Brigham Young University will close its Semester at Nauvoo Program this April, BYU officials said Feb. 1.
"At this time, BYU and its Board of Trustees believe it is prudent to discontinue the Semester in Nauvoo program," said a written statement from university. "The university is very grateful for the many volunteer faculty, directors and staff who have made this program possible. It is also appreciative of the kind manner in which the students have been received by the Nauvoo community. The Winter 2006 Semester will mark the conclusion of the program."
Officials have not announced whether the program will be reinstated at a future date or will be discontinued permanently, said Carri Jenkins, university spokeswoman.
BYU's Semester at Nauvoo began during Winter Semester 1994, when a small group of students and volunteer faculty lived in the homes that missionaries used during the busy summer months. Classes were held in the LDS Visitors Center.
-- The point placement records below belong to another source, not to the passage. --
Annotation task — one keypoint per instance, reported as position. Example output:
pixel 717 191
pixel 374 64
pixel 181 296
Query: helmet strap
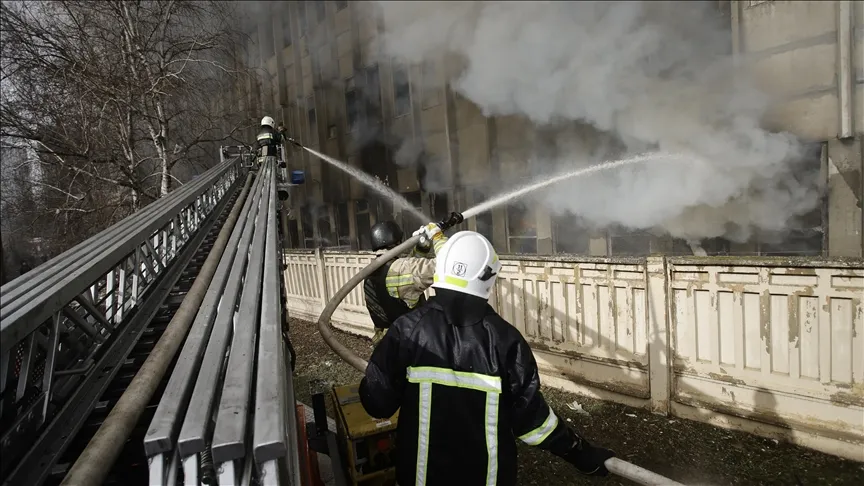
pixel 487 273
Housing for the program was made possible following the 1998 purchase by the Church of the Catholic monastery and the adjacent St. Mary's Academy building. During winter semester of 2000, students and faculty moved into the building which contains dorms for about 120 students, faculty apartments, a full-size gymnasium, exercise room, classrooms, office, faculty office complex, library, study hall, a full-service kitchen/cafeteria operated by BYU Food Services, computer labs, recreation room and student lounges.
The facility also houses offices for Nauvoo Restoration Inc., and the Nauvoo Stake Family History Center.
However, the old building, now a Nauvoo icon, is aging.
Evan Ivie, a retired BYU professor and Semester in Nauvoo director, said "A large facility like this is always in need of maintenance."
Sister Jenkins said university officials have not announced what the university will do with the building, after the program ends in April.
The 1999 announcement by President Gordon B. Hinckley that the Nauvoo Temple would be rebuilt fueled growth in Nauvoo and interest in the BYU program. Enrollment in the BYU program peaked a couple years ago with 146 students attending. However, that large number strained resources and BYU officials determined to limit enrollment to 120, said Brother Ivie. About 120 students attended last fall, with 86 there currently.
About 1,200 students have studied in the program over the past 12 years. They studied LDS Church history, early American history and literature, and the teachings of Joseph Smith. The travel study experience also includes field trips to Church history sites in Palmyra, N.Y.; Kirtland, Ohio; and Carthage and Springfield, Illinois; and Missouri.